I am implementing a Wikipedia-like webapp with Django. Data for the different entries is stored in Markdown files on the server. I use markdown2 for the conversions. Everything works just fine but I run into a problem when I try to edit an existing entry. The server serves "edit.html" to the client, passing a django form populated with the existing data.
views.py
class EditPageForm(forms.Form):
title = forms.CharField(widget=forms.HiddenInput, label="title")
content = forms.CharField(widget=forms.Textarea, label="content"
def edit(request):
if request.method == "POST":
form = SearchForm(request.POST) ## a form with only a "title" input
if form.is_valid():
title = form.cleaned_data["title"]
content = util.get_entry(title) ## read the existing file.md
form = EditPageForm(initial={
"title": title,
"content": content
})
return render(request, "encyclopedia/edit.html", {
"title": title,
"form": form
})
edit.html
<h1>Edit content for "{{ title }}"</h1>
<form action="{% url 'save' %}" method="post">
{% csrf_token %}
{{ form }} ## undesired newlines added here
<input type="submit" value="Save">
</form>
When the browser renders the textarea which includes the data to be edited, newlines are inserted without my consent. This behaviour loops everytime I edit a text so that more and more newlines are added. I don't really understand what is going on. Does anyone have an idea?
The Python repr()
allows to print a string while escaping every special character, very handy for debugging!
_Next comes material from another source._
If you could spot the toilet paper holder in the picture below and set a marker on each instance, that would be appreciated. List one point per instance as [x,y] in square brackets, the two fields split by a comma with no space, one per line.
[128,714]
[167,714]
I discovered that my code - for some obscure reason - was doubling up on newlines by adding the sequence \r\r\n
. So in the end I just used regex to get rid of all the undesired characters at every edit. I consequently modified the following in views.py:
# read the existing file.md and substitute all undesired characters
content = re.sub('(\r\r\n)+', '\n', util.get_entry(title))
Hope it will benefit someone in the future!